No quería quedármele vieno, pero era imposible.

Hacen ver a los batos o a las personas que las emiten, como entidades inevolutas que no saben controlar un impulso machista sólo porque obedecen ciegamente a la volatilidad de su “hormona”, al prejuicio, a la convención y al convencimiento de que la mujer, como un objeto, debe ser loada por su belleza.

dos

Amamos en un país en donde la lumbre es amasia de la gasolina. Mujeres muy celosas y territoriales, con hombres que gustan mucho de mear fuera de la olla. Pero también asuntemos en que la vista es muy natural, y mientras a ellos les han recalcado que está “bien”otearles el tafanario a las damas, a nosotras nos han enseñado a controlar la mirada.

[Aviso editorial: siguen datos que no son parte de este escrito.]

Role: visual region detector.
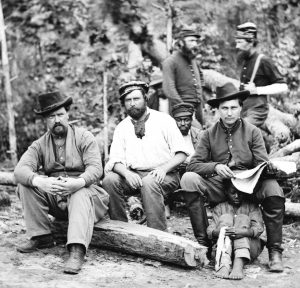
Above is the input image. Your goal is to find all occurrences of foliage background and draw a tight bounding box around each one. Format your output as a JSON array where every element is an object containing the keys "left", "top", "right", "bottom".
[{"left": 0, "top": 0, "right": 300, "bottom": 160}]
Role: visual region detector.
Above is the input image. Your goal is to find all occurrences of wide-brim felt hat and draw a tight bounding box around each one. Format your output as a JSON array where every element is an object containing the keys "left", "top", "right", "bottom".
[
  {"left": 235, "top": 22, "right": 257, "bottom": 39},
  {"left": 172, "top": 103, "right": 195, "bottom": 117},
  {"left": 34, "top": 91, "right": 73, "bottom": 116},
  {"left": 178, "top": 29, "right": 201, "bottom": 39},
  {"left": 119, "top": 81, "right": 149, "bottom": 100},
  {"left": 207, "top": 82, "right": 250, "bottom": 108}
]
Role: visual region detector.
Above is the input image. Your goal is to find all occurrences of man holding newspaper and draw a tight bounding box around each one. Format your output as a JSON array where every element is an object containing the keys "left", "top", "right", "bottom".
[{"left": 181, "top": 83, "right": 285, "bottom": 272}]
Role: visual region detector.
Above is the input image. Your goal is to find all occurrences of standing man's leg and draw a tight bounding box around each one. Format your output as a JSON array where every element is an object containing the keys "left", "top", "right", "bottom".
[
  {"left": 215, "top": 214, "right": 233, "bottom": 279},
  {"left": 140, "top": 172, "right": 179, "bottom": 231},
  {"left": 229, "top": 214, "right": 261, "bottom": 280},
  {"left": 180, "top": 172, "right": 226, "bottom": 247},
  {"left": 256, "top": 179, "right": 285, "bottom": 272}
]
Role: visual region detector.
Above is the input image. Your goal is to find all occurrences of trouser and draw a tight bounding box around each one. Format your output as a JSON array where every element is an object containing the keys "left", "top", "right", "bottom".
[
  {"left": 216, "top": 214, "right": 262, "bottom": 270},
  {"left": 103, "top": 170, "right": 179, "bottom": 231},
  {"left": 180, "top": 172, "right": 285, "bottom": 251},
  {"left": 17, "top": 184, "right": 108, "bottom": 249}
]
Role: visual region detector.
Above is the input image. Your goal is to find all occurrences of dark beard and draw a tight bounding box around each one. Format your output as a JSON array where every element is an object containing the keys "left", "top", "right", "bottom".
[
  {"left": 181, "top": 45, "right": 198, "bottom": 59},
  {"left": 236, "top": 50, "right": 250, "bottom": 66},
  {"left": 126, "top": 105, "right": 147, "bottom": 120},
  {"left": 51, "top": 124, "right": 68, "bottom": 136}
]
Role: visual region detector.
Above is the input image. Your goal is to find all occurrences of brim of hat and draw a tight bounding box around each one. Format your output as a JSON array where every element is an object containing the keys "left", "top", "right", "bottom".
[
  {"left": 33, "top": 97, "right": 73, "bottom": 116},
  {"left": 172, "top": 111, "right": 193, "bottom": 117},
  {"left": 207, "top": 90, "right": 250, "bottom": 108},
  {"left": 149, "top": 79, "right": 162, "bottom": 87},
  {"left": 119, "top": 86, "right": 149, "bottom": 100}
]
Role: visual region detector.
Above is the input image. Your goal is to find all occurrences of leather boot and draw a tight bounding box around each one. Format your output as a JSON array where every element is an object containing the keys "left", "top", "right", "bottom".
[
  {"left": 17, "top": 234, "right": 55, "bottom": 253},
  {"left": 64, "top": 244, "right": 85, "bottom": 274},
  {"left": 183, "top": 192, "right": 210, "bottom": 247},
  {"left": 269, "top": 249, "right": 283, "bottom": 272},
  {"left": 262, "top": 196, "right": 285, "bottom": 272}
]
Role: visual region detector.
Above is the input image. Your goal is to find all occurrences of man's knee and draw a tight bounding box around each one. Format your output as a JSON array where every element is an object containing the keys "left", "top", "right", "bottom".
[
  {"left": 218, "top": 214, "right": 233, "bottom": 227},
  {"left": 180, "top": 172, "right": 202, "bottom": 191},
  {"left": 234, "top": 214, "right": 250, "bottom": 228},
  {"left": 102, "top": 172, "right": 125, "bottom": 194}
]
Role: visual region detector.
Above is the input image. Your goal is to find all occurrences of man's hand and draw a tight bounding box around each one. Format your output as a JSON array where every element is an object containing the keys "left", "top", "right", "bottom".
[
  {"left": 225, "top": 227, "right": 253, "bottom": 240},
  {"left": 125, "top": 170, "right": 143, "bottom": 189},
  {"left": 32, "top": 175, "right": 61, "bottom": 195},
  {"left": 54, "top": 177, "right": 85, "bottom": 197},
  {"left": 244, "top": 82, "right": 257, "bottom": 95},
  {"left": 149, "top": 167, "right": 167, "bottom": 184},
  {"left": 215, "top": 164, "right": 235, "bottom": 179},
  {"left": 267, "top": 161, "right": 278, "bottom": 175}
]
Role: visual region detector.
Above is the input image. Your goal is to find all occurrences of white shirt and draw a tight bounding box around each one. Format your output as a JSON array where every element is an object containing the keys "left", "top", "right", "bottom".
[
  {"left": 183, "top": 131, "right": 195, "bottom": 163},
  {"left": 105, "top": 108, "right": 189, "bottom": 172}
]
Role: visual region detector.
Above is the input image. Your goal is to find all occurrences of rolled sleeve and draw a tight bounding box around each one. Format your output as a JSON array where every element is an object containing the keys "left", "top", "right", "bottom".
[{"left": 14, "top": 141, "right": 42, "bottom": 187}]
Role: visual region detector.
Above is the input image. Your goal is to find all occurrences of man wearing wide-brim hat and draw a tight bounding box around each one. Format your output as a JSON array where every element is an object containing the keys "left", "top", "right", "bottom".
[
  {"left": 235, "top": 22, "right": 288, "bottom": 128},
  {"left": 103, "top": 81, "right": 189, "bottom": 231},
  {"left": 14, "top": 92, "right": 108, "bottom": 274},
  {"left": 162, "top": 29, "right": 239, "bottom": 128},
  {"left": 180, "top": 83, "right": 285, "bottom": 272}
]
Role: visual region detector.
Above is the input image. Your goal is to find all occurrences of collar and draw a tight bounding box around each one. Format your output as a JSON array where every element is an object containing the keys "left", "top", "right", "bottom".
[{"left": 219, "top": 118, "right": 242, "bottom": 134}]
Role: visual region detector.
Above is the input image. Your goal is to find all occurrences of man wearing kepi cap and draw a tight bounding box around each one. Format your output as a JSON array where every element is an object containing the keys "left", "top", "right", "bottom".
[
  {"left": 162, "top": 29, "right": 238, "bottom": 128},
  {"left": 103, "top": 81, "right": 188, "bottom": 230},
  {"left": 14, "top": 92, "right": 108, "bottom": 274},
  {"left": 235, "top": 22, "right": 288, "bottom": 128},
  {"left": 180, "top": 83, "right": 285, "bottom": 272}
]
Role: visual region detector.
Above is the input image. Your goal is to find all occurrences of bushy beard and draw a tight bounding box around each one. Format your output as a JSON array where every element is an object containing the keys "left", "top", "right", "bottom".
[
  {"left": 126, "top": 105, "right": 147, "bottom": 120},
  {"left": 237, "top": 49, "right": 250, "bottom": 66},
  {"left": 181, "top": 44, "right": 199, "bottom": 59}
]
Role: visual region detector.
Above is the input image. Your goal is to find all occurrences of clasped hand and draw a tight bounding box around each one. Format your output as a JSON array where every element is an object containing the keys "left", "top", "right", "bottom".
[
  {"left": 32, "top": 176, "right": 85, "bottom": 197},
  {"left": 215, "top": 164, "right": 235, "bottom": 178}
]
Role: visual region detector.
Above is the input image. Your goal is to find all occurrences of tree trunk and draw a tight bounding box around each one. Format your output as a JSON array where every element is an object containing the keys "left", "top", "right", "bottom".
[
  {"left": 0, "top": 0, "right": 18, "bottom": 165},
  {"left": 53, "top": 220, "right": 208, "bottom": 267}
]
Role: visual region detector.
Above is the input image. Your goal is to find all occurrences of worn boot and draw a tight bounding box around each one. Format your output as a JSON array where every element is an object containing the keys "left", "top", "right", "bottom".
[
  {"left": 269, "top": 249, "right": 283, "bottom": 272},
  {"left": 17, "top": 234, "right": 55, "bottom": 253},
  {"left": 183, "top": 192, "right": 210, "bottom": 247},
  {"left": 262, "top": 196, "right": 285, "bottom": 272},
  {"left": 64, "top": 244, "right": 85, "bottom": 274}
]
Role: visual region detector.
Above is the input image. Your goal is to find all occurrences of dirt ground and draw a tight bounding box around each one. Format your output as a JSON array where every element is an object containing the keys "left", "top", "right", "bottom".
[{"left": 0, "top": 189, "right": 300, "bottom": 288}]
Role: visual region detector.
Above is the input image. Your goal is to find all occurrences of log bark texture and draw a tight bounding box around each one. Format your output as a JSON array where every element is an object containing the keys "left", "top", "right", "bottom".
[
  {"left": 285, "top": 201, "right": 300, "bottom": 217},
  {"left": 53, "top": 220, "right": 208, "bottom": 268}
]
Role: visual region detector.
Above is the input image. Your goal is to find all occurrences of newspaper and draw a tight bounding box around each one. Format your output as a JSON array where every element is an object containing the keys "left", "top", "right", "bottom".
[{"left": 231, "top": 160, "right": 297, "bottom": 194}]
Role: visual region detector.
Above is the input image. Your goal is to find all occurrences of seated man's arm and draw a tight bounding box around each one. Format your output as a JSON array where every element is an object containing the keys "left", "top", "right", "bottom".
[
  {"left": 186, "top": 130, "right": 219, "bottom": 177},
  {"left": 14, "top": 141, "right": 41, "bottom": 187},
  {"left": 251, "top": 128, "right": 269, "bottom": 167},
  {"left": 162, "top": 58, "right": 183, "bottom": 105}
]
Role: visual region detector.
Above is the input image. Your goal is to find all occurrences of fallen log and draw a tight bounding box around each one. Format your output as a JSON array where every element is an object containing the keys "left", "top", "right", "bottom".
[
  {"left": 53, "top": 220, "right": 208, "bottom": 268},
  {"left": 285, "top": 199, "right": 300, "bottom": 217},
  {"left": 270, "top": 139, "right": 300, "bottom": 158}
]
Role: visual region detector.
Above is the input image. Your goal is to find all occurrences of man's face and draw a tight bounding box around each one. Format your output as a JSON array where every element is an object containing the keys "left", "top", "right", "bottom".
[
  {"left": 219, "top": 99, "right": 242, "bottom": 128},
  {"left": 174, "top": 116, "right": 192, "bottom": 136},
  {"left": 124, "top": 90, "right": 147, "bottom": 120},
  {"left": 235, "top": 39, "right": 253, "bottom": 62},
  {"left": 46, "top": 107, "right": 69, "bottom": 136},
  {"left": 182, "top": 36, "right": 198, "bottom": 58}
]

Ya una que otra se ha soltado de la manada y vocifera hacia el nalgatorio de un señor para reconocer que está bueno. O las más voraces, se van directo al paquete, y aunque no miren mucho, ya saben para dónde anda volteando Darth vader.

La mirada sí es muy natural, pero no es lo mismo cuando mira una a uno, que uno a una. Las intenciones siempre serán manifiestas, en especial en este país de ojitos de papel volando.

Pero asumamos algo: una cosa es un bato que sea mirón y lujurioso, y otra muy distinta, el que otea inocentemente a un peregrino par de nalgas. Está tan introyectado el voyeurismo en nuestra genética, que miramos naturalmente, porque nos gusta ver esos cuerpos y organismos. Y es una actitud machista.

Dependiendo de la mirada será la ofensa, por eso ellos deben de contenerse aunque no quieran, a riesgo de parecer maniacos sexuales con compulsiones mastubartorias. Que aunque sí lo sean, mejor no paleteen.

Las mujeres poseemos un detector de miradas y hasta un clasificador de ellas, sea producto de la paranoia o bien, porque ya sabemos leer bien a nuestro ente masculino.

Tenemos la mirada: “nada más le vio las nalgas / pechos casualmente”, “le metió la mano debajo de la falda con los ojos”, “le metió el dedo literalmente y luego se relamió los labios”, “en este mismo instante se la está tirando” y creo que un epítome del descaro sería la mirada de “le da su raspado de anís sin recato”.

El problema es que en esta tradición machina muy poco podemos hacer, a menos que el hombre sea razonable y de esos santos varones que se ponen límites en la mirada, al menos, cuando está alrededor la policía de los ojos.

Nunca defenderé a un bato mirón, porque ejerce una conducta violenta y sexista de “de bajo impacto”, muy incómoda e invasiva. No está nada chido que una vaya pasando, le vean el culo y luego digan “ssshhhh”, como en un despertar de una víbora mazacuata. Nada que ver con sus lujurias de perro frente a carnicería.

uno tres

¿Qué pasa con una señora mirona que nada más le anda mirando la bragueta a los parroquianos? Algo levantará, porque muchos hombres pepenan lo que sea que oriente los ojos a su lapicillo. Sin embargo también es una actitud invasiva, no recurrente en las mujeres, pero sí una herramienta de cacería para llevar a terreno a algún incauto que se siente acariciado o acosado por una mirada.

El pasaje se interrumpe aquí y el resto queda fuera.